Este é um texto sobre o livro O mundo inteiro como um lugar estranho
— Oi, tudo bem? Você tem um tempinho para conversar?
Li seu livro em 2017, mas agora, passados alguns anos, o que antes era estranho, ficou mais estranho. As cidades se tornaram impronunciáveis para os corpos que delas foram expulsos e a cultura, bem esta, se torna a cada dia um arquivo interminável de algoritmos.
— É porque o tempo se rompeu?
Você escreveu que “a estranheza deixou de ser o que está longe, o outro, para se tornar a forma de presença do que está aqui”. Pois bem: em 2020, ela bateu à porta com um vírus invisível. Lembro da primeira semana de março: o espanto era global. E logo o medo se fez cotidiano. O mundo fechou. O toque virou risco. O corpo, ameaça. As fronteiras — sempre tão seletivas — agora estavam fechadas para todos. Você dizia que a globalização era “um mundo sem centro nem certezas”. Pois nos faltaram até funerais. Milhões de mortos, e o luto interrompido por videoconferência. A experiência do humano foi digitalizada à força. Lembro que você investigava como as redes sociais alteravam a vida pública — mas agora é a vida íntima que se esfacelou nas stories.
— Como se escreve sobre o estranho quando o estranho é tudo?
No Brasil, a pandemia expôs todas as feridas abertas: a desigualdade, o racismo estrutural, o abandono das periferias. A morte não foi democrática. Foi política. Eu lembro que você sempre insistiu que não se pode pensar cultura sem pensar nas condições concretas de sua existência. Os equipamentos culturais fecharam. As escolas travaram. Os celulares viraram salas de aula. E quem não tinha wi-fi, sumiu. Sumiu da escola, da estatística, da esperança. Você dizia que a cultura deveria ser “um direito de cidadania”. Mas de que cidadania falamos quando a própria ideia de cidadania foi sequestrada por uma política de desinformação e ódio?

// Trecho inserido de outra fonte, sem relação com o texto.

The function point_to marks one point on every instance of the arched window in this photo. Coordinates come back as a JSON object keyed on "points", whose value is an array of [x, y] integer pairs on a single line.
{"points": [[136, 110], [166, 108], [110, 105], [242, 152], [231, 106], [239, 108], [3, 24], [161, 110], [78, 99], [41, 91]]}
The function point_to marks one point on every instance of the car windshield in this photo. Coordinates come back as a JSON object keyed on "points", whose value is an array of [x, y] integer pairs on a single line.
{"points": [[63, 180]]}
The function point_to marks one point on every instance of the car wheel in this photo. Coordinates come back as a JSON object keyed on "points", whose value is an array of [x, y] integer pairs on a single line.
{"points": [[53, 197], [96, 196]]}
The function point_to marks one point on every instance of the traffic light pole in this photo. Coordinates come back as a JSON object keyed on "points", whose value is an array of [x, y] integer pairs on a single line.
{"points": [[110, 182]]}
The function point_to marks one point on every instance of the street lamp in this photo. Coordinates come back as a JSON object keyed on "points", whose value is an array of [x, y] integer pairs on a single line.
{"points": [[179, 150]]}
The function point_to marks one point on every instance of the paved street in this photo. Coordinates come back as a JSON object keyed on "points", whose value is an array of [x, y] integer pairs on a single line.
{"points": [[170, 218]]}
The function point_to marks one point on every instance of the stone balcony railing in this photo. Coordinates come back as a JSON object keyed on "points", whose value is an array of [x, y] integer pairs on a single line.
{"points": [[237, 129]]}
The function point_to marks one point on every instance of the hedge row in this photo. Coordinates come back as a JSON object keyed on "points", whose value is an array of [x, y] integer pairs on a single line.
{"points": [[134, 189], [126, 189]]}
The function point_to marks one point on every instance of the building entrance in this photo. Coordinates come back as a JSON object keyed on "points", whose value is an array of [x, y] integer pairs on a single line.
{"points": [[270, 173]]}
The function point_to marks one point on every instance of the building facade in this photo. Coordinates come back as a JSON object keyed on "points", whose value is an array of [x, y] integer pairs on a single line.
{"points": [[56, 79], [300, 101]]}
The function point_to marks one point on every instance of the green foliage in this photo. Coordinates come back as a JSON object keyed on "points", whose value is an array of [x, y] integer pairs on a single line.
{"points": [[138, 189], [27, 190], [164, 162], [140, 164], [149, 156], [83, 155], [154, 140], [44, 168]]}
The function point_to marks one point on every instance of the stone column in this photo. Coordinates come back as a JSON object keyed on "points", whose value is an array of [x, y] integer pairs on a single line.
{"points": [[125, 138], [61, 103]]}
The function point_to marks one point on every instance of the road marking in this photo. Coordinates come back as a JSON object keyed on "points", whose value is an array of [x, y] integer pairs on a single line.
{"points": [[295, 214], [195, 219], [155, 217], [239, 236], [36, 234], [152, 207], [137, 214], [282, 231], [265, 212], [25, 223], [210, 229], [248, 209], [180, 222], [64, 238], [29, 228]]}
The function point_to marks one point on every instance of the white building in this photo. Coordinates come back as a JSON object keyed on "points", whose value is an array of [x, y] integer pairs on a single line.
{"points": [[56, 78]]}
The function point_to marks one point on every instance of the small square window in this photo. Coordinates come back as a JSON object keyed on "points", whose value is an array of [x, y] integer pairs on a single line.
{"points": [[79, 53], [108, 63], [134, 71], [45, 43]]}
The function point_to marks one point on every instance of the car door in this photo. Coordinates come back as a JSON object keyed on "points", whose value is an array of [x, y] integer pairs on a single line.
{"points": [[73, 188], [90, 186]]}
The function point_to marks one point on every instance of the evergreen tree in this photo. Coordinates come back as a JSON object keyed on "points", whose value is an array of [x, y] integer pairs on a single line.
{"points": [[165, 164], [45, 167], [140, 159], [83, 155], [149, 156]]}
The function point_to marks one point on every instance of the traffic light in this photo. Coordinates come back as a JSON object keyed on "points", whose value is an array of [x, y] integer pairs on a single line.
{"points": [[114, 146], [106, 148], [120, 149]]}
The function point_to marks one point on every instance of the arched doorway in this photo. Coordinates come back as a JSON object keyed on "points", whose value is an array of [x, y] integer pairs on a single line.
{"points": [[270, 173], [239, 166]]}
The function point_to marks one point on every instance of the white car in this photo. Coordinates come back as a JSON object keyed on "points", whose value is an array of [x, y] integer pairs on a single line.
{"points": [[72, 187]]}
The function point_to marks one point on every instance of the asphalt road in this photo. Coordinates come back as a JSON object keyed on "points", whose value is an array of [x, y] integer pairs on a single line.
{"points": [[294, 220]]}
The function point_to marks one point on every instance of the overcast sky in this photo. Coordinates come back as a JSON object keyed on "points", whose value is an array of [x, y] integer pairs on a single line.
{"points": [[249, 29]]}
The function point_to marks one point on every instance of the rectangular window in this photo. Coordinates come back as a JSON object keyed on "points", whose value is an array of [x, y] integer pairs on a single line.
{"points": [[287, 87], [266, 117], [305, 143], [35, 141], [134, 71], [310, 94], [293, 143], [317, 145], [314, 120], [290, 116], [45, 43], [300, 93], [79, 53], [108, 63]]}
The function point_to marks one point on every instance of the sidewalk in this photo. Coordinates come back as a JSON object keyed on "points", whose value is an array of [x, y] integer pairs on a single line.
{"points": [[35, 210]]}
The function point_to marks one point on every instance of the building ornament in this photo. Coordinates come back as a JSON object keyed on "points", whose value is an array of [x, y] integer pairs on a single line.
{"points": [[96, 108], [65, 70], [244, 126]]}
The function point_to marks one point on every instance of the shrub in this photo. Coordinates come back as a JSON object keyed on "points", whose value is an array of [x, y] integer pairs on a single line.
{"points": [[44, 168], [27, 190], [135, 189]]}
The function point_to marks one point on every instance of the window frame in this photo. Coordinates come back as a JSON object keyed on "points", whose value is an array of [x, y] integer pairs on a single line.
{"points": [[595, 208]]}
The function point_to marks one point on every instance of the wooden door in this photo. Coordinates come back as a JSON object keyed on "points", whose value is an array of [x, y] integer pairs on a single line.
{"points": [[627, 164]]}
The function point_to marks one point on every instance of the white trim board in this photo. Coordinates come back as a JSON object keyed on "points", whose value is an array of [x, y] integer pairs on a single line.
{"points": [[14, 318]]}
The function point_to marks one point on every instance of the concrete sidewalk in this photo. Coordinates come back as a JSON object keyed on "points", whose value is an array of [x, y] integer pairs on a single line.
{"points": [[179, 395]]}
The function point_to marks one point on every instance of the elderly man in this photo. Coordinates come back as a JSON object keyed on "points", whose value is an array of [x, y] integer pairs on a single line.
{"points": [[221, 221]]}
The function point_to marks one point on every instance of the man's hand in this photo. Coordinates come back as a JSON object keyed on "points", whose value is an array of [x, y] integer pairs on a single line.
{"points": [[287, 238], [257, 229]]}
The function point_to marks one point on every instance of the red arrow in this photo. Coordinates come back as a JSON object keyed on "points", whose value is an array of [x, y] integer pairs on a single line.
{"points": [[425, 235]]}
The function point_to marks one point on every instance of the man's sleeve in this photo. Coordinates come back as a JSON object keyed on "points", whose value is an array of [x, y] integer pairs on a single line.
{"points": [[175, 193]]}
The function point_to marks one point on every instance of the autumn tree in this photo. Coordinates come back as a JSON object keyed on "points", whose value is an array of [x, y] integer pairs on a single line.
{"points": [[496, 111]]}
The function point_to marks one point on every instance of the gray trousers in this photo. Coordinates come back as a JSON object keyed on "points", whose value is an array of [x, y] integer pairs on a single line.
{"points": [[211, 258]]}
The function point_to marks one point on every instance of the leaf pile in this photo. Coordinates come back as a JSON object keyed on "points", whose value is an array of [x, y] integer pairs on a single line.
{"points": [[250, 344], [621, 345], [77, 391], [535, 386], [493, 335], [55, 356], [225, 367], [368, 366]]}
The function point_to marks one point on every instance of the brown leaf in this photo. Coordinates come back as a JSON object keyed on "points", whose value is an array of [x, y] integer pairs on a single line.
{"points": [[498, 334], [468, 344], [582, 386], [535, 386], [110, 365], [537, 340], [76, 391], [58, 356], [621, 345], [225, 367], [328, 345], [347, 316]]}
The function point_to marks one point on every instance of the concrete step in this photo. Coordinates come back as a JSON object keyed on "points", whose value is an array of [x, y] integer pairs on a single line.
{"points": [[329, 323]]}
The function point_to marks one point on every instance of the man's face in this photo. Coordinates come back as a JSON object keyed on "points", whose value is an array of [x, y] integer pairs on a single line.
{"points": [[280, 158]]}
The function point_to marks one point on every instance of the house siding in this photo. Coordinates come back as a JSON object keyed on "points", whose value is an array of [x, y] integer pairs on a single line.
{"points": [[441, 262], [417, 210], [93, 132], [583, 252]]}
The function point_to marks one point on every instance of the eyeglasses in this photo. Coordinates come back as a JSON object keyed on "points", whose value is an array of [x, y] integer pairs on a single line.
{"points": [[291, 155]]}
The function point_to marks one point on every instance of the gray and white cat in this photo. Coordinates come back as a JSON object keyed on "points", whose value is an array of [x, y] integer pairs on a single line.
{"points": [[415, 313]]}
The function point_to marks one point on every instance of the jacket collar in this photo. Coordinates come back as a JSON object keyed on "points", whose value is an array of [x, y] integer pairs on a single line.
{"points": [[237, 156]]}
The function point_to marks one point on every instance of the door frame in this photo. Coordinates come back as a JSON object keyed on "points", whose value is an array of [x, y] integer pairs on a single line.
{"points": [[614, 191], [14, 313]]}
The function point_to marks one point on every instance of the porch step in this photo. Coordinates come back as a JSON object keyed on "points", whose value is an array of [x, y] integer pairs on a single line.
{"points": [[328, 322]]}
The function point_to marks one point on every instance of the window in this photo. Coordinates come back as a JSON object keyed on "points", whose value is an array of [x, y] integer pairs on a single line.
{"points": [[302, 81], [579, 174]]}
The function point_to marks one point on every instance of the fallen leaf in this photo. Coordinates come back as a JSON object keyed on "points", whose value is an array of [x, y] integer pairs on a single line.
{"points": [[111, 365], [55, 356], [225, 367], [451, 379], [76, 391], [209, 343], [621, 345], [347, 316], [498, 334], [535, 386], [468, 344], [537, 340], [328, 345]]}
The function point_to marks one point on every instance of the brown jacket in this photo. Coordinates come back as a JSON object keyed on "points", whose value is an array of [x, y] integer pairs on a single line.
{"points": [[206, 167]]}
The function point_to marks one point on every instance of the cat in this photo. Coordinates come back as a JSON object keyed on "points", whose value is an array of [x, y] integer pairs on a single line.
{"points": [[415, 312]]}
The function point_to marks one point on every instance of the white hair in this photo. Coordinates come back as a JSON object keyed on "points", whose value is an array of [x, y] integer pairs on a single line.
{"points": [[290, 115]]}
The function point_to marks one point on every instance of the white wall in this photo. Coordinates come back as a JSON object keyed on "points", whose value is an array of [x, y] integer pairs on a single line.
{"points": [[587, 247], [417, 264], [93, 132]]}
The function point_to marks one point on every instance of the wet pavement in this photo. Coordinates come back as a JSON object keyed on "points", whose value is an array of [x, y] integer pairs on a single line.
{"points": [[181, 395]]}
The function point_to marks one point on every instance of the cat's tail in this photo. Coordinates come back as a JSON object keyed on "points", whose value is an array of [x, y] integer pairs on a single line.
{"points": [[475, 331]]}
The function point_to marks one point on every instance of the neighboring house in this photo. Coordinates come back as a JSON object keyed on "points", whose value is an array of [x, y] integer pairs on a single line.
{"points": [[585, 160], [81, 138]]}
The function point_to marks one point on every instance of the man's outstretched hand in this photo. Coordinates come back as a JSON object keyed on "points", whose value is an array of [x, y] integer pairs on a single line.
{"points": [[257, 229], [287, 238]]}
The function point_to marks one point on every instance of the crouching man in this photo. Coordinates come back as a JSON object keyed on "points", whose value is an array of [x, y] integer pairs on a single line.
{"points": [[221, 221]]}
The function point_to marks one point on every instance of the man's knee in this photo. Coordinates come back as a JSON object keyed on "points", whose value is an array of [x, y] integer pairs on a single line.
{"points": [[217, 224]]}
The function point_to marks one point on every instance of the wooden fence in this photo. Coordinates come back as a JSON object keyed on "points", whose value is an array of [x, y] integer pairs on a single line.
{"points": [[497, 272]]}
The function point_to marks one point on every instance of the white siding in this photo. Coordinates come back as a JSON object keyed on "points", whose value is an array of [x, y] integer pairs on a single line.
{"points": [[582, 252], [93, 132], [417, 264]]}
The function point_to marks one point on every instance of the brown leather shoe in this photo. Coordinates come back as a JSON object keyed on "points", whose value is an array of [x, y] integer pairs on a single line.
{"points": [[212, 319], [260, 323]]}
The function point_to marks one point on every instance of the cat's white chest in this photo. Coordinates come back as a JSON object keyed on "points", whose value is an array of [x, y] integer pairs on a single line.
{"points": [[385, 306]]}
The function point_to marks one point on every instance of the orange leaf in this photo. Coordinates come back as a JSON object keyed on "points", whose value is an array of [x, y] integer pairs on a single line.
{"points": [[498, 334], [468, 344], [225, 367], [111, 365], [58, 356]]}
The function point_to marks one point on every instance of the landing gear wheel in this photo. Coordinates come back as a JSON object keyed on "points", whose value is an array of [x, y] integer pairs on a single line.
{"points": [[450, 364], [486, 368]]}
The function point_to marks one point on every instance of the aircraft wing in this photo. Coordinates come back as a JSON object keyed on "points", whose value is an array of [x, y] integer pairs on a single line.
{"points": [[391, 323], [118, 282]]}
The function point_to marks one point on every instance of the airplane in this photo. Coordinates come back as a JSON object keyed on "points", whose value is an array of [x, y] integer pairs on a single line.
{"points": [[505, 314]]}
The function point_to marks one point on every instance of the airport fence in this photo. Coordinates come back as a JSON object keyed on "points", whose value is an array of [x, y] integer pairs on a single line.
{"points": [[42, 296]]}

Aqui, o presidente receitava cloroquina, negava a ciência, debochava dos mortos. A estranheza virou grotesca.
Mas havia também resistências. Lives de artistas em suas salas improvisadas como palcos. Campanhas de solidariedade em comunidades esquecidas pelo Estado. Uma cultura da emergência, improvisada, que lembrava — como você disse tantas vezes — que as formas de viver juntos não se esgotam nos mercados nem nos governos. Elas também se inventam nas redes de apoio, nos rituais mínimos, na arte como forma de cuidado.
Tanques, telas e fantasias democráticas
— Você lembrava que a democracia andava ferida. Pois bem, agora, ela delira.
Você falava de “sociedades sem relato”, onde o presente se desconecta do passado e o futuro parece inalcançável. Pois bem: de 2022 para cá, parece que o mundo inteiro foi atravessado por essa ruptura. A política virou performance. A verdade, ruína. A guerra voltou a ocupar o centro do mundo — e os tanques foram seguidos por hashtags.
Comecemos por fora: Rússia e Ucrânia. A invasão, em fevereiro de 2022, parecia um anacronismo brutal. Como se a história tivesse retrocedido ao século XX. Mas não era nostalgia bélica — era a geopolitização do colapso. E a guerra foi televisionada em tempo real, transmitida por celulares e plataformas, como um reality show macabro. Explosões ao vivo, memes de resistência, TikToks de soldados. A guerra agora é também conteúdo.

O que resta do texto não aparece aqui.